The fork ships its FFmpeg integration as a stack of patches against n8.1 under ffmpeg-patches/. Patches 00010006 wire libvmaf-side surfaces (tiny model, vmaf_pre, SYCL/Vulkan backends and zero-copy filters). None of them wire vmaf-tune — the Python encode-tuning orchestrator under tools/vmaf-tune/ — into FFmpeg.
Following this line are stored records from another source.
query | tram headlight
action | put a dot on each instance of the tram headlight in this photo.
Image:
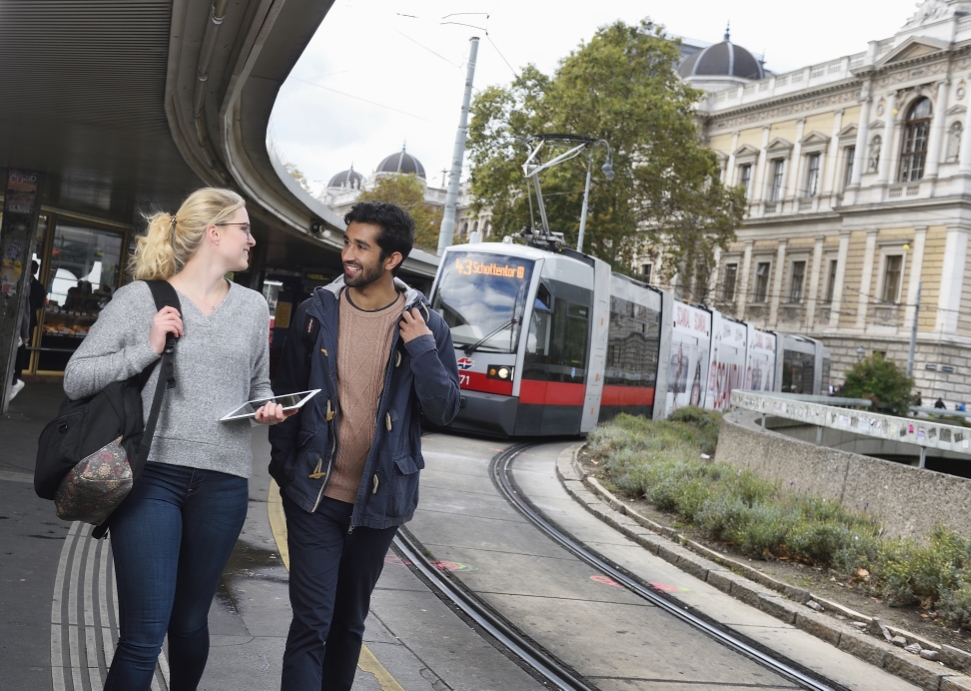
(501, 372)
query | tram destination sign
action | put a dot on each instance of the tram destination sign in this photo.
(471, 267)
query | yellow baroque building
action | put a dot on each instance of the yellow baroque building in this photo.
(858, 178)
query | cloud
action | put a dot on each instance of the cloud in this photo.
(388, 71)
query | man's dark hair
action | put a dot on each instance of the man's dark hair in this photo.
(397, 226)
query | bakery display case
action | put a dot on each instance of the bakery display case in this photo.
(81, 275)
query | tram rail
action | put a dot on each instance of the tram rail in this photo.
(533, 656)
(505, 483)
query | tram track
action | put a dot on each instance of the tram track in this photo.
(533, 656)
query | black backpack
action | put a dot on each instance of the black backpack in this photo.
(88, 424)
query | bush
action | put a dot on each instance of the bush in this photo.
(882, 382)
(662, 462)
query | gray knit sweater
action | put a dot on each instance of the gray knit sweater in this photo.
(221, 362)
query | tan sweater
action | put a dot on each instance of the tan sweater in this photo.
(363, 348)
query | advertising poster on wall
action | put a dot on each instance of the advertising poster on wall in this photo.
(690, 347)
(726, 371)
(760, 370)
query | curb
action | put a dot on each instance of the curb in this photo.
(781, 600)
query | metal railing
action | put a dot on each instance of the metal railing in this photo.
(833, 413)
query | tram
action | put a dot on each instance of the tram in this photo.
(550, 341)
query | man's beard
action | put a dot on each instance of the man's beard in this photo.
(364, 277)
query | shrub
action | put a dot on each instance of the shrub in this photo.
(882, 382)
(661, 461)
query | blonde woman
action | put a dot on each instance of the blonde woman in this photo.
(172, 536)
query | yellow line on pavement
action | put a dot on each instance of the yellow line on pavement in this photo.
(278, 526)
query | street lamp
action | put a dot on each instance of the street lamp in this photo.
(533, 171)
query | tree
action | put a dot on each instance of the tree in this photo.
(666, 201)
(408, 192)
(882, 382)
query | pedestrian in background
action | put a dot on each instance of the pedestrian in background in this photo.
(348, 464)
(172, 536)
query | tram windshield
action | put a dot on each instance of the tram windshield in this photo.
(482, 298)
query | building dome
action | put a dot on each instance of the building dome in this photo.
(401, 162)
(723, 59)
(349, 178)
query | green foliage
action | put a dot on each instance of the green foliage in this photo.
(661, 461)
(882, 382)
(667, 199)
(408, 192)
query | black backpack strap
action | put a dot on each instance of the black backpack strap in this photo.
(165, 296)
(311, 328)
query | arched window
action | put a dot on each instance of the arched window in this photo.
(914, 151)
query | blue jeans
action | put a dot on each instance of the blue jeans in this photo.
(332, 575)
(171, 539)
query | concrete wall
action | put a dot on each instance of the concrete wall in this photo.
(908, 501)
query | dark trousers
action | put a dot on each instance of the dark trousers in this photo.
(332, 575)
(171, 539)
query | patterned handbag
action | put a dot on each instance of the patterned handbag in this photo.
(95, 486)
(98, 483)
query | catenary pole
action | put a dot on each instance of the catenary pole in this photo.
(583, 211)
(451, 197)
(913, 334)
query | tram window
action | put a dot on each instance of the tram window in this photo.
(556, 346)
(633, 340)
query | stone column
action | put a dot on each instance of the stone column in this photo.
(758, 192)
(889, 135)
(936, 138)
(867, 278)
(952, 280)
(742, 285)
(814, 281)
(730, 172)
(836, 305)
(862, 137)
(828, 183)
(916, 262)
(965, 154)
(791, 187)
(776, 296)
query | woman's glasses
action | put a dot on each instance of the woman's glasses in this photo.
(244, 226)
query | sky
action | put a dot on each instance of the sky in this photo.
(380, 74)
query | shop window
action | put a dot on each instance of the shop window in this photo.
(83, 273)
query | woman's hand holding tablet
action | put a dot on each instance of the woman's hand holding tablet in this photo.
(271, 410)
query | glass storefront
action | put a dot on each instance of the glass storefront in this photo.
(82, 271)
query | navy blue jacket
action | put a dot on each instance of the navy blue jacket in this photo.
(421, 378)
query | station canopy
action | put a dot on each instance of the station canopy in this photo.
(127, 106)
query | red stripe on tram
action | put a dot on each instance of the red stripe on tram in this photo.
(536, 392)
(627, 395)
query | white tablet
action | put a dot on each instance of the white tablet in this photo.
(289, 401)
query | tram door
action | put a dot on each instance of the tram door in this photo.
(599, 326)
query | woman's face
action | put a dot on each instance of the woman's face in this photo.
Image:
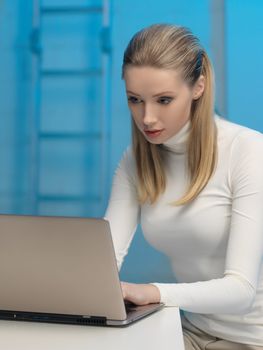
(159, 101)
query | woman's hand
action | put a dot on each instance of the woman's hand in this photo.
(140, 294)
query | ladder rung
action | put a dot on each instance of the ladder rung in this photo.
(70, 72)
(52, 10)
(70, 135)
(59, 197)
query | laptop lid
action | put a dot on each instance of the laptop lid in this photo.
(63, 267)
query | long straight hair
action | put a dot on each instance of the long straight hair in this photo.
(171, 47)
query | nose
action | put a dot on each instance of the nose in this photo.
(149, 115)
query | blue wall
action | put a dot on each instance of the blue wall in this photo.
(65, 170)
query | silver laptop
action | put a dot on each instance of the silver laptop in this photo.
(62, 270)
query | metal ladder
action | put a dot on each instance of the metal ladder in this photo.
(86, 202)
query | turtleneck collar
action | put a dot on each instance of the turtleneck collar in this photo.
(178, 142)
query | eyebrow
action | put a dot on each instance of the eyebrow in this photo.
(156, 95)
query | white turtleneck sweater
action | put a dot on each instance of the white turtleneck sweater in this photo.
(215, 243)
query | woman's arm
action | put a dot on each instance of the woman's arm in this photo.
(235, 291)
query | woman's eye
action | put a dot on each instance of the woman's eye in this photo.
(134, 100)
(165, 100)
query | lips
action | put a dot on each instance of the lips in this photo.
(153, 133)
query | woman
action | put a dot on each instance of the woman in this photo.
(194, 182)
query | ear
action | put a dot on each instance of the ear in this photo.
(199, 87)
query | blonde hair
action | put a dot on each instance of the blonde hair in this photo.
(170, 47)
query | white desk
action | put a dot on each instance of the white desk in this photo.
(160, 331)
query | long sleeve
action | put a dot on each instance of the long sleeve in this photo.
(123, 209)
(235, 291)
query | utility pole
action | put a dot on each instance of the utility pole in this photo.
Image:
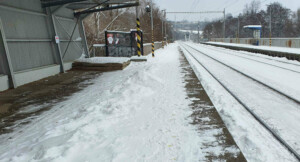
(153, 48)
(138, 28)
(198, 32)
(162, 29)
(224, 28)
(166, 35)
(238, 32)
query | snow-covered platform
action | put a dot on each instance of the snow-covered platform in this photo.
(289, 53)
(102, 63)
(138, 59)
(151, 111)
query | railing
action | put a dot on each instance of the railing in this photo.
(277, 42)
(99, 50)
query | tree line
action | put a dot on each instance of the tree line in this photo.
(276, 21)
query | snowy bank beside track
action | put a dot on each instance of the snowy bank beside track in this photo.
(289, 53)
(139, 114)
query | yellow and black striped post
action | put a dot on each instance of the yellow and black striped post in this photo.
(153, 48)
(138, 27)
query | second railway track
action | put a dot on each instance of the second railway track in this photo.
(241, 102)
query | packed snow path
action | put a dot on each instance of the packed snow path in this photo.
(139, 114)
(280, 113)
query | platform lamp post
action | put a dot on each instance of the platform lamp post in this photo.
(162, 28)
(138, 28)
(149, 8)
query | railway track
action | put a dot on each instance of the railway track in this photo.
(239, 100)
(257, 56)
(240, 56)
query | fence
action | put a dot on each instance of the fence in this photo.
(277, 42)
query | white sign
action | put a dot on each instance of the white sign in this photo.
(57, 39)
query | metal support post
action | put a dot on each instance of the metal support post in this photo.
(83, 37)
(53, 34)
(11, 74)
(238, 31)
(152, 30)
(270, 35)
(162, 30)
(198, 32)
(138, 28)
(224, 28)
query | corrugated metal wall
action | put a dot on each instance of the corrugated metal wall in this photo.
(3, 64)
(277, 42)
(28, 34)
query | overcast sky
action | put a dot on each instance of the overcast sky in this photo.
(232, 6)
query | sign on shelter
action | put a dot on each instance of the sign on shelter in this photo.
(122, 44)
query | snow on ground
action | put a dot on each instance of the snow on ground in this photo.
(278, 49)
(280, 79)
(138, 114)
(277, 61)
(104, 60)
(256, 143)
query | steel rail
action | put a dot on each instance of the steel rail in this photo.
(275, 90)
(258, 61)
(289, 148)
(239, 51)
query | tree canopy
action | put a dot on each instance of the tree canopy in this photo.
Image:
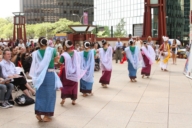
(36, 30)
(120, 29)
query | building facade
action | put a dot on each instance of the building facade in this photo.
(38, 11)
(109, 13)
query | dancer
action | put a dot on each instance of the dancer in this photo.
(148, 54)
(105, 54)
(70, 73)
(135, 60)
(118, 51)
(88, 64)
(45, 80)
(174, 51)
(164, 54)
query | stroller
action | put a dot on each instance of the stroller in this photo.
(97, 62)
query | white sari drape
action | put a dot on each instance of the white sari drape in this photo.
(106, 58)
(40, 66)
(136, 59)
(88, 65)
(72, 66)
(149, 53)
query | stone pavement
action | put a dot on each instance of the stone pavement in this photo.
(162, 101)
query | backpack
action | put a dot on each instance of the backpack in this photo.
(24, 100)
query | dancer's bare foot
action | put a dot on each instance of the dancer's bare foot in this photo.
(62, 102)
(73, 102)
(46, 119)
(39, 118)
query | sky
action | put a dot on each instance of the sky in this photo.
(7, 7)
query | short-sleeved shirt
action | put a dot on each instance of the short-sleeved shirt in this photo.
(51, 64)
(62, 59)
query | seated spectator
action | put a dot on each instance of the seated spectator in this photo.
(5, 92)
(9, 71)
(15, 57)
(58, 44)
(21, 44)
(28, 43)
(26, 61)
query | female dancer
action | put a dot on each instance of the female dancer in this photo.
(135, 60)
(88, 64)
(105, 54)
(148, 54)
(45, 80)
(71, 72)
(174, 51)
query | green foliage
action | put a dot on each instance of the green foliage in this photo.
(36, 30)
(6, 29)
(120, 29)
(104, 33)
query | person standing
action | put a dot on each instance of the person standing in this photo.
(138, 42)
(21, 44)
(5, 91)
(148, 57)
(118, 52)
(88, 64)
(45, 80)
(135, 60)
(174, 51)
(150, 42)
(105, 54)
(98, 45)
(164, 54)
(28, 43)
(124, 55)
(70, 73)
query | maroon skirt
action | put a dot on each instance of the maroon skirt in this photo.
(69, 89)
(105, 78)
(147, 69)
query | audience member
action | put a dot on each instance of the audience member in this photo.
(9, 71)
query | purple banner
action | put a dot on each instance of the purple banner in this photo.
(85, 18)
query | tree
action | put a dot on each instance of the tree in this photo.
(120, 29)
(104, 33)
(30, 31)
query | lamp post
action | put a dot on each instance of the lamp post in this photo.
(19, 31)
(84, 9)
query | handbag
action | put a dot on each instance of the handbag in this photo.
(24, 100)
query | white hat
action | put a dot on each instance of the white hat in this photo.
(165, 38)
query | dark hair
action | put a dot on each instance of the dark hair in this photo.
(104, 42)
(42, 41)
(131, 42)
(87, 44)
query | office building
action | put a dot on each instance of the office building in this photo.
(38, 11)
(110, 12)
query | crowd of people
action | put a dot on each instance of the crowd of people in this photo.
(77, 65)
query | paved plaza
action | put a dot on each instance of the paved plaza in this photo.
(162, 101)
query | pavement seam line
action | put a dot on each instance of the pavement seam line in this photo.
(140, 98)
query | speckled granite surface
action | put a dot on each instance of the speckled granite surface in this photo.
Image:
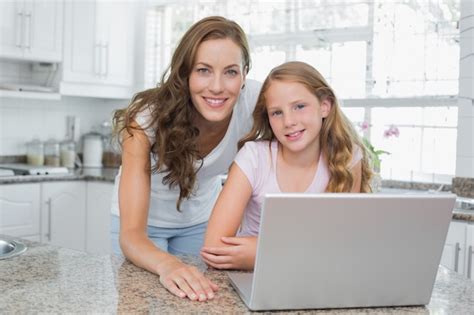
(48, 279)
(463, 186)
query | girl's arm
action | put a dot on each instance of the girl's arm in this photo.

vmaf-tune today drives encodes by shelling out to ffmpeg with encoder-specific knobs. The saliency.py module in particular emits a per-MB QP-offset map that's only consumable by libx264 (-x264-params qpfile=…). SVT-AV1 and libaom-av1 have their own ROI-input dialects (--region-of-interest-csv and AV1E_SET_ROI_MAP respectively). Without a unified -qpfile plumbing, the saliency feature stays single-encoder.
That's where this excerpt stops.